Les Afro Sambas
Vinicius de Moraes et Baden Powell
Nous arrivons bientôt
Année d'enregistrement : 1966
Production et direction artistique : Roberto Quartin et Wadi Gebara
Technicien graveur : Ademar Rocha
Arrangements et direction : Maestro Guerra Peixe
Voix : Vinicius de Moraes, Quatuor en Cy et Chœur Mixte
Saxophone ténor : Pedro Luiz de Assis
Saxophone baryton : Aurino Ferreira
Flûte : Nicolino Copie
Guitare : Baden Powell
Contrebasse : Jorge Marinho
Batterie : Reisinho
Atabaques : Alfredo Bessa et Nelson Luiz
Bongo : Alexandre S. Martins
Tambourin : Gilson de Freitas
Agogô : Mineirinho
Afoxé : Adyr José Raimundo
Deux sources d'une symbiose musicale
Par Flávio Roberto Nunes
L'un des liens les plus réussis entre la culture classique et populaire, l'album Os Afro-sambas (Vinícius de Moraes et Baden Powell, 1966) a été une source d'inspiration et de significations diverses pour les artisans de la musique du monde entier.
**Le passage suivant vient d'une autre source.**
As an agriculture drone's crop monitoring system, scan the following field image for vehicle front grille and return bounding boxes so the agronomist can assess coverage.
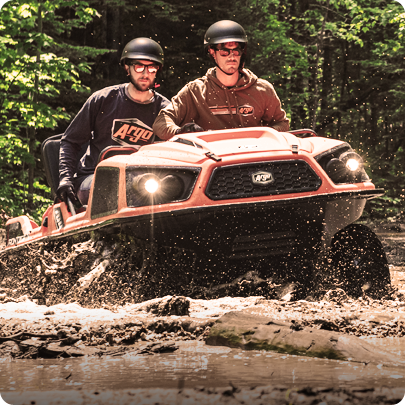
[205,160,322,200]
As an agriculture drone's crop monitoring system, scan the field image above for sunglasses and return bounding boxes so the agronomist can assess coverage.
[215,46,243,56]
[131,62,159,73]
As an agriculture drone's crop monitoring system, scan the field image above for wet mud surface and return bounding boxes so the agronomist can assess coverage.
[0,224,405,404]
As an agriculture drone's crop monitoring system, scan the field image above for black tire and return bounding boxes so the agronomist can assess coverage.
[331,224,391,298]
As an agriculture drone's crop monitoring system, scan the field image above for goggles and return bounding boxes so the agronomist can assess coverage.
[130,62,159,73]
[215,46,243,56]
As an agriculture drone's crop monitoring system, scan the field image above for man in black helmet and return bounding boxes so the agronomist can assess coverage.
[153,20,289,139]
[56,38,169,207]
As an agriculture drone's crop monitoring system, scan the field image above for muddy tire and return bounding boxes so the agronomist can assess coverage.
[331,224,391,298]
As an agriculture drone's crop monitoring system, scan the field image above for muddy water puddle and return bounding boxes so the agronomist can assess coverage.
[0,339,405,392]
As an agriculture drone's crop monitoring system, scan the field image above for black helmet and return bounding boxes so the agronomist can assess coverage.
[204,20,247,52]
[120,38,164,67]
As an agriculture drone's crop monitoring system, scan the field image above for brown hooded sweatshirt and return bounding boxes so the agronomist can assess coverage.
[153,68,290,140]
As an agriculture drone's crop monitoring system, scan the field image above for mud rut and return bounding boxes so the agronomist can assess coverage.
[0,226,405,405]
[0,227,395,308]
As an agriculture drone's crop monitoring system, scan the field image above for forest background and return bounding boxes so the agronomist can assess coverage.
[0,0,405,226]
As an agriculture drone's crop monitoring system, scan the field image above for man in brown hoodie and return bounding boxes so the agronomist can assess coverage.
[153,20,289,140]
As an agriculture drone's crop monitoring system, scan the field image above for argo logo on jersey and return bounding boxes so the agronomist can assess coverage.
[111,118,154,146]
[252,172,274,186]
[238,104,255,115]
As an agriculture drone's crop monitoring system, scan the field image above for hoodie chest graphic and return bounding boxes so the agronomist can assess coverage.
[210,104,255,117]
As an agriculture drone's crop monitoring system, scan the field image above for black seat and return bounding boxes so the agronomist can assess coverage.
[41,134,63,196]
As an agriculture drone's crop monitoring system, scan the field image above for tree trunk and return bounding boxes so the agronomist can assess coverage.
[27,0,42,211]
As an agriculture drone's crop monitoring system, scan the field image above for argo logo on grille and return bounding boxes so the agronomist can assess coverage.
[252,172,274,186]
[111,118,153,146]
[238,105,255,115]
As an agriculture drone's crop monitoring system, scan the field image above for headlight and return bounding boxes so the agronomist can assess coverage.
[325,151,364,183]
[126,167,200,207]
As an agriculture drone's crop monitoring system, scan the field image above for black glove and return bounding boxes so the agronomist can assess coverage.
[55,180,82,208]
[176,122,204,135]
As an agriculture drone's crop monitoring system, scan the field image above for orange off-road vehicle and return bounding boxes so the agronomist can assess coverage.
[2,127,390,289]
De la conjonction des deux talents, la beauté déborderait, pleine d'amour et d'inquiétude pour notre condition d'êtres alloués dans cette partie du monde en proie à de si brutales inégalités.
Enregistré en seulement trois jours, en janvier 1966, et sur deux canaux de captation acoustique uniques, les limites techniques du studio près de la zone portuaire n'éclipseraient pas la brillance du timbre des instruments, encore moins celle des voix. Atabaques, afoxés, agogôs, tambourins, berimbaus, gonzos, saxophones, flûtes, contrebasses et une guitare incomparable fournissent la base rythmique, harmonique et mélodique de la voix de Vinícius, et non sans l'assistance luxueuse (évocations du chant grégorien, selon Baden ) des filles du Cy Quartet. Canto de Xangô, Bocoché, Canto de Iemanjá sont des perles animées pour l'esprit africain du candomblé, pour le souffle de la samba de roda et de l'umbanda poussé à Bahia et pour l'âme carioca d'une certaine samba plus moderne, avec des échos de Bossa Nova, voir le morceau Tristeza e Solidão, mais avec la spiritualité que le mouvement de la région sud de Rio de Janeiro ne l'avait pas encore.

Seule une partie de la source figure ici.